Hacker News new | ask | show | jobs
by sitkack 4421 days ago
This is just the start. Next phase is to over clock while transistor error budget is within bounds, need to have heat and error sensors all over the die.

The other one is having functional instruction packet transactions that they can retry somewhere else if they fail during processing.

With these changes, the CPUs will always be operating at some pre determined error rate regime. No more over clocking, just change the AER (allowable error rate) register, which also will be a thing for simulations that don't matter like games and that do matter like Excel handling your payroll.

2 comments

This is not so far from reality. Ben Zorn has done some work on this -- in particular, his work on "Flikker" might be interesting to you. The paper (http://research.microsoft.com/en-us/um/people/moscitho/publi...) was published at ASPLOS'11.

In general, this concept is called "good enough computing"; periodically, people think about it, and then brush it by the wayside. But it is a neat thought experiment, even if nothing else!

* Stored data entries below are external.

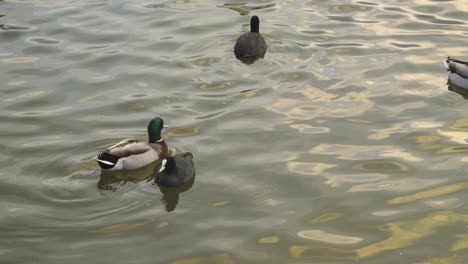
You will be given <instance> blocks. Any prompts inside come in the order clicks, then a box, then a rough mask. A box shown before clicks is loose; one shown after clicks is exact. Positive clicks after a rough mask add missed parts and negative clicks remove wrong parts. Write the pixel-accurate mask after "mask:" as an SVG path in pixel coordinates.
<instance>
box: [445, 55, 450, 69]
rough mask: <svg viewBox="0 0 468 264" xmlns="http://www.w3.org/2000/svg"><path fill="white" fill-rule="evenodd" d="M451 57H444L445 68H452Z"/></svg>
mask: <svg viewBox="0 0 468 264" xmlns="http://www.w3.org/2000/svg"><path fill="white" fill-rule="evenodd" d="M450 60H451V59H450V57H447V58H446V59H444V66H445V68H446V69H447V71H448V70H450V66H449V63H450Z"/></svg>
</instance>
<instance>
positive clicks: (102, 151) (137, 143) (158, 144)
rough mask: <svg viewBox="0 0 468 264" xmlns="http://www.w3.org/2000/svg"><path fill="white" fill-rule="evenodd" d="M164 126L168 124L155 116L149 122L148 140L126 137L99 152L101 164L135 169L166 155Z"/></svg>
mask: <svg viewBox="0 0 468 264" xmlns="http://www.w3.org/2000/svg"><path fill="white" fill-rule="evenodd" d="M164 127H167V126H166V125H165V124H164V121H163V120H162V119H161V118H160V117H156V118H153V119H152V120H151V122H150V123H149V124H148V142H140V141H139V140H138V139H134V138H127V139H124V140H122V141H120V142H119V143H117V144H115V145H113V146H111V147H109V148H107V149H105V150H104V151H102V152H101V153H99V156H98V158H97V161H98V164H99V166H100V167H101V168H102V169H104V170H110V171H120V170H134V169H138V168H142V167H144V166H146V165H148V164H150V163H152V162H154V161H157V160H159V159H160V158H161V157H162V156H166V155H167V153H168V148H167V144H166V142H164V140H163V139H162V137H161V131H162V129H163V128H164Z"/></svg>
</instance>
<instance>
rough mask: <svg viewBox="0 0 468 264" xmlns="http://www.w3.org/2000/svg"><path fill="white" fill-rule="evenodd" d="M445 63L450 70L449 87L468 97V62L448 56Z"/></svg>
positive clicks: (466, 96)
mask: <svg viewBox="0 0 468 264" xmlns="http://www.w3.org/2000/svg"><path fill="white" fill-rule="evenodd" d="M444 65H445V68H447V71H448V80H447V84H448V89H449V90H451V91H454V92H456V93H459V94H461V95H462V96H463V97H465V98H466V99H468V62H466V61H461V60H456V59H452V58H450V57H448V58H446V59H445V60H444Z"/></svg>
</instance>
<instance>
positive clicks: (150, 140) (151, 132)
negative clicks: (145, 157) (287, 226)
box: [148, 117, 167, 143]
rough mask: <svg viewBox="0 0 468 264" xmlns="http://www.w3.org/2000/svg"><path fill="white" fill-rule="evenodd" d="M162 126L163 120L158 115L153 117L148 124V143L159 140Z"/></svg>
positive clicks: (162, 126)
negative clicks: (155, 116)
mask: <svg viewBox="0 0 468 264" xmlns="http://www.w3.org/2000/svg"><path fill="white" fill-rule="evenodd" d="M164 127H167V126H166V125H165V124H164V121H163V120H162V119H161V118H160V117H156V118H153V119H152V120H151V122H150V123H149V124H148V138H149V143H155V142H157V141H159V140H161V131H162V129H163V128H164Z"/></svg>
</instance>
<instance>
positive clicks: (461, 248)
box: [452, 234, 468, 251]
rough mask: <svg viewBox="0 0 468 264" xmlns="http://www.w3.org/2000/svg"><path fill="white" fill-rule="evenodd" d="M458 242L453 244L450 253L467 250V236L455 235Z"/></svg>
mask: <svg viewBox="0 0 468 264" xmlns="http://www.w3.org/2000/svg"><path fill="white" fill-rule="evenodd" d="M456 237H457V238H458V241H457V242H455V243H453V245H452V251H458V250H462V249H468V234H460V235H456Z"/></svg>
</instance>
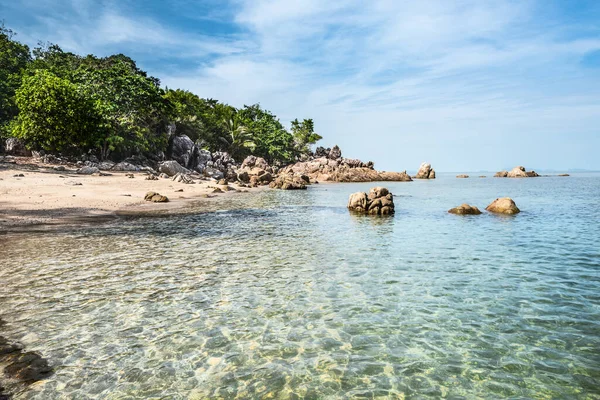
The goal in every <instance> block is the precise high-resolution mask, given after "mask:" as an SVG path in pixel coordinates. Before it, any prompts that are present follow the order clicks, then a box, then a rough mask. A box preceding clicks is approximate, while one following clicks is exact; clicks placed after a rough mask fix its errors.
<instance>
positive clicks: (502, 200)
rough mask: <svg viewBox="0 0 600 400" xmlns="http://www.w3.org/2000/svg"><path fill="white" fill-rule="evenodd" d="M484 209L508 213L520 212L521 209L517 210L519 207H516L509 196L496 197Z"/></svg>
mask: <svg viewBox="0 0 600 400" xmlns="http://www.w3.org/2000/svg"><path fill="white" fill-rule="evenodd" d="M485 209H486V210H488V211H489V212H493V213H498V214H509V215H512V214H518V213H520V212H521V210H519V207H517V205H516V204H515V202H514V201H513V199H511V198H510V197H502V198H499V199H496V200H494V201H493V202H492V203H491V204H490V205H489V206H487V207H486V208H485Z"/></svg>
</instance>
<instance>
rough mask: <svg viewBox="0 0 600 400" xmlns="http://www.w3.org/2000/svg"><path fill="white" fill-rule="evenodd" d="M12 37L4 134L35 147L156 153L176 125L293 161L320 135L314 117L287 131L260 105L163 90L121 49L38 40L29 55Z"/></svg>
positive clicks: (246, 152)
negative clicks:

I have been toying with the design of a floating point processor that has configurable precision for each operation, but I don't yet know enough about the strict needs of numerical computation.

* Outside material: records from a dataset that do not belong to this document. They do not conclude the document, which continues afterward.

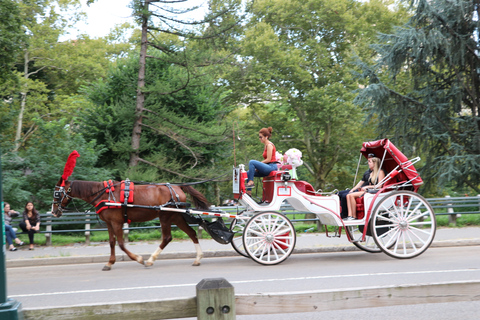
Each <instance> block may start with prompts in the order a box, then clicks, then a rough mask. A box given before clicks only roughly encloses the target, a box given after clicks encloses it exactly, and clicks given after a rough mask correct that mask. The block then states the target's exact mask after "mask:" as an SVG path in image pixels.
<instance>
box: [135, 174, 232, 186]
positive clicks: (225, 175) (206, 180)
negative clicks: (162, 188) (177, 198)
mask: <svg viewBox="0 0 480 320" xmlns="http://www.w3.org/2000/svg"><path fill="white" fill-rule="evenodd" d="M227 174H230V171H229V172H227V173H225V174H222V175H221V176H218V177H215V178H211V179H208V180H202V181H196V182H183V183H168V182H165V183H155V182H145V181H134V183H136V184H145V185H155V186H168V185H171V186H177V187H182V186H193V185H196V184H202V183H205V182H210V181H214V180H217V179H219V178H222V177H224V176H226V175H227Z"/></svg>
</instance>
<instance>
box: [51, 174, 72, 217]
mask: <svg viewBox="0 0 480 320" xmlns="http://www.w3.org/2000/svg"><path fill="white" fill-rule="evenodd" d="M71 185H72V183H71V182H70V181H65V182H64V183H63V180H62V179H60V181H59V182H58V183H57V185H56V186H55V190H54V191H53V202H52V215H53V216H54V217H57V218H59V217H61V216H62V214H63V210H64V209H65V207H66V206H67V205H68V204H69V203H70V201H72V197H71V196H70V192H71V191H72V188H71Z"/></svg>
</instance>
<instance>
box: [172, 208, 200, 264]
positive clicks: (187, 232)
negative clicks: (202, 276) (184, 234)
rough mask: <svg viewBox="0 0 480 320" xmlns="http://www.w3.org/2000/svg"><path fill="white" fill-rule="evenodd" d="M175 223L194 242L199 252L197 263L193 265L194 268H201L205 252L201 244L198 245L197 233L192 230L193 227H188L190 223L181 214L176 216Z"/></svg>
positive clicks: (194, 230) (195, 258)
mask: <svg viewBox="0 0 480 320" xmlns="http://www.w3.org/2000/svg"><path fill="white" fill-rule="evenodd" d="M173 223H175V224H176V225H177V226H178V227H179V228H180V229H181V230H182V231H183V232H185V233H186V234H187V235H188V236H189V237H190V239H191V240H192V241H193V243H194V245H195V250H196V251H197V256H196V258H195V261H194V262H193V264H192V265H193V266H199V265H200V260H202V258H203V251H202V248H201V247H200V244H199V243H198V238H197V233H196V232H195V230H193V229H192V227H190V226H189V225H188V223H187V222H186V221H185V219H184V218H183V217H182V216H181V215H180V214H177V215H176V216H175V219H174V221H173Z"/></svg>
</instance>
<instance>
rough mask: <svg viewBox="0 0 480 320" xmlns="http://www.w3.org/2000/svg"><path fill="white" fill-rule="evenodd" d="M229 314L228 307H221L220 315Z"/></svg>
mask: <svg viewBox="0 0 480 320" xmlns="http://www.w3.org/2000/svg"><path fill="white" fill-rule="evenodd" d="M229 312H230V307H229V306H223V307H222V313H225V314H227V313H229Z"/></svg>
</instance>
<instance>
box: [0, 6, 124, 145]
mask: <svg viewBox="0 0 480 320" xmlns="http://www.w3.org/2000/svg"><path fill="white" fill-rule="evenodd" d="M78 5H79V1H78V0H68V1H55V0H48V1H46V0H37V1H18V7H19V11H20V17H21V23H22V28H23V30H25V34H26V36H25V37H23V38H22V39H23V40H22V41H21V42H20V45H21V49H22V51H23V54H22V56H21V57H18V58H19V59H18V62H17V65H16V69H17V72H15V73H14V75H15V76H16V81H15V82H14V81H12V82H9V83H6V84H4V85H3V86H0V87H1V91H2V96H4V97H7V98H8V99H5V100H7V102H8V103H7V104H6V105H5V104H4V106H8V108H9V109H13V110H15V113H16V114H17V116H16V121H15V128H16V131H15V135H14V136H13V137H11V139H12V140H13V141H14V142H15V144H14V147H13V149H14V150H15V151H18V150H19V148H20V147H22V146H23V145H24V144H25V143H26V142H27V140H28V139H29V138H30V137H31V136H32V134H33V133H34V132H35V130H36V129H37V126H36V125H35V123H36V122H35V121H34V120H35V119H36V118H43V119H58V118H61V117H69V118H70V119H71V118H72V117H74V116H75V113H76V112H77V110H76V108H77V104H78V103H77V100H81V99H82V98H81V97H78V96H77V97H75V94H76V93H77V92H78V88H79V87H80V86H81V85H83V84H85V83H88V82H89V81H92V80H94V79H98V78H99V77H102V76H104V75H105V73H106V70H107V68H108V66H109V65H110V64H112V63H113V62H112V61H111V59H112V58H116V57H120V56H122V54H123V53H124V52H128V50H130V45H129V44H128V45H127V44H124V43H118V42H117V43H114V42H113V40H114V39H111V40H110V39H108V38H105V39H89V38H88V37H87V36H84V37H80V38H79V39H76V40H65V41H60V40H59V39H60V37H61V36H62V35H64V34H65V33H66V32H67V30H68V28H69V27H70V26H71V25H72V24H74V23H75V22H76V21H78V19H80V17H81V13H80V12H78V10H77V9H78ZM67 13H68V15H67ZM115 32H116V33H117V34H121V30H116V31H115ZM109 37H113V35H109ZM13 110H12V111H13ZM9 114H10V115H12V114H13V113H12V112H9ZM11 126H12V127H13V125H11ZM9 138H10V134H9Z"/></svg>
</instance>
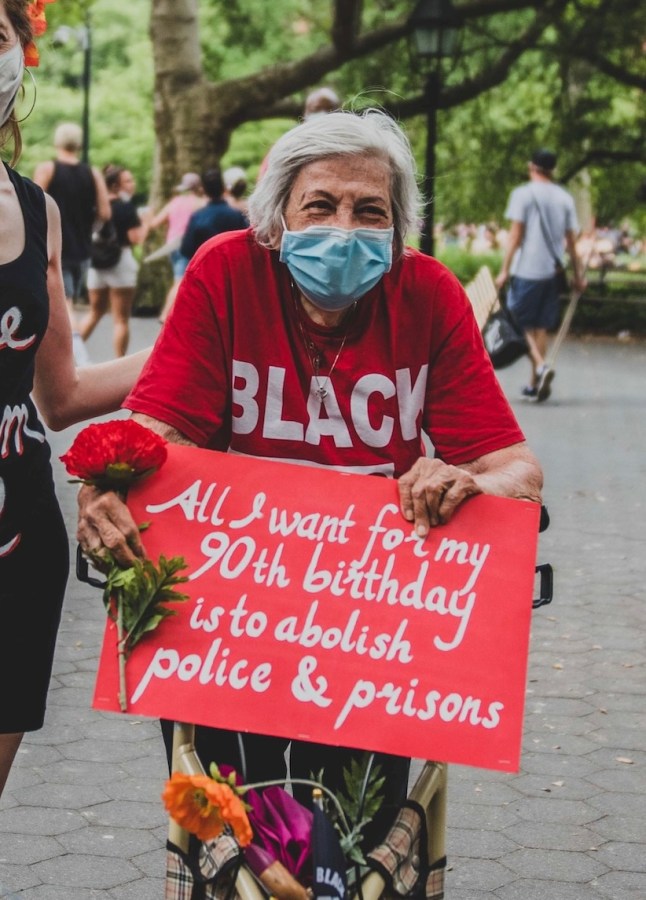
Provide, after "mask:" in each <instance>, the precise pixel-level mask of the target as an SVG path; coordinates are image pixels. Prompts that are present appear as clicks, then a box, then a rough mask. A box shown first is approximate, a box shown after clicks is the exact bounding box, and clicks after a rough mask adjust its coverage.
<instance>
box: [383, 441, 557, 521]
mask: <svg viewBox="0 0 646 900" xmlns="http://www.w3.org/2000/svg"><path fill="white" fill-rule="evenodd" d="M542 487H543V473H542V470H541V467H540V465H539V463H538V460H537V459H536V457H535V456H534V454H533V453H532V451H531V450H530V449H529V447H528V446H527V444H526V443H524V442H523V443H520V444H513V445H512V446H511V447H505V448H504V449H503V450H496V451H495V452H494V453H487V454H485V456H481V457H479V458H478V459H474V460H472V461H471V462H468V463H463V464H461V465H459V466H451V465H447V464H446V463H444V462H442V461H441V460H439V459H430V458H428V457H421V458H420V459H418V460H417V462H416V463H415V465H414V466H413V467H412V468H411V469H410V470H409V471H408V472H406V474H405V475H402V477H401V478H400V479H399V499H400V503H401V511H402V514H403V516H404V518H405V519H407V520H408V521H409V522H414V524H415V531H416V532H417V534H419V535H426V534H428V531H429V528H432V527H433V526H434V525H442V524H444V523H445V522H448V521H449V520H450V519H451V517H452V516H453V514H454V512H455V511H456V509H457V508H458V506H460V504H461V503H463V502H464V501H465V500H466V499H467V498H469V497H473V496H475V495H476V494H494V495H496V496H498V497H515V498H517V499H524V500H532V501H534V502H535V503H540V502H541V490H542Z"/></svg>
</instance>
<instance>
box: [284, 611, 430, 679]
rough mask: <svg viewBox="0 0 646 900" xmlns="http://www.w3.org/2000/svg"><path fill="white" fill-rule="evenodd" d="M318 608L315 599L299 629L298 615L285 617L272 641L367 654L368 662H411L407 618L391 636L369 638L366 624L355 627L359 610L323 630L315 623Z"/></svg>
mask: <svg viewBox="0 0 646 900" xmlns="http://www.w3.org/2000/svg"><path fill="white" fill-rule="evenodd" d="M318 607H319V603H318V600H314V602H313V603H312V604H311V605H310V608H309V610H308V612H307V615H306V616H305V619H304V621H303V624H302V626H301V625H299V617H298V616H285V618H283V619H281V620H280V621H279V622H278V623H277V624H276V627H275V629H274V638H275V639H276V640H277V641H286V642H287V643H288V644H300V645H301V646H302V647H308V648H312V647H316V646H320V647H321V648H322V649H324V650H333V649H336V648H338V649H339V650H341V651H342V652H343V653H356V654H357V655H358V656H363V655H364V654H368V656H369V657H370V658H371V659H386V660H389V661H390V660H393V659H398V660H399V662H402V663H409V662H411V661H412V659H413V656H412V654H411V645H410V641H408V640H405V639H404V634H405V632H406V629H407V627H408V619H402V621H401V622H400V623H399V626H398V628H397V631H396V632H395V634H394V635H392V634H388V633H385V632H384V633H380V634H377V635H375V636H374V637H373V638H372V639H371V638H370V626H369V625H362V626H361V627H360V628H358V623H359V619H360V617H361V611H360V610H358V609H355V610H353V611H352V612H351V613H350V615H349V616H348V619H347V622H346V624H345V626H342V627H340V626H332V627H330V628H323V627H322V626H321V625H319V624H318V623H317V622H316V614H317V612H318ZM357 631H358V633H357Z"/></svg>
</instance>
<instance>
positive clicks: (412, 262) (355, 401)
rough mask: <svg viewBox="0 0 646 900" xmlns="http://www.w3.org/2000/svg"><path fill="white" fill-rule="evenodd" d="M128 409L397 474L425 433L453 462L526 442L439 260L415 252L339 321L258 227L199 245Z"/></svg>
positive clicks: (205, 437)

We already do this with SP, DP, EP, bignum, arbitrary precision and algorithms that are precision tolerant so I am not sure how much of an advantage it would have.

One idea I had would be to decompile a high performance benchmark and then synthesize microbenchmarks for groups of basic blocks to get instruction packet timing for various FP operations and then model the distribution in speedups from use lower precision math.

These papers look interesting

http://isl.korea.ac.kr/paper/TVLSI_May2004.pdf

http://passat.crhc.illinois.edu/rakeshk/dsn_13_cam.pdf

If you enjoy these stuffs, you will also enjoy Michael Carbin's work. Slides from OOPSLA'13:

http://people.csail.mit.edu/mcarbin/slides/oopsla13.pdf

I have been enjoying both of these immensely.
Sorry if I've misunderstood you, but I can't imagine many/any programs (even games) which function, well, at all if random transistor error is introduced.
If the errors are confined to specific operations and specific parts of a computer, such as a floating point unit, then in some cases a certain level of random error can be acceptable.
LSB bit flips or GPUs can be tolerant to errors.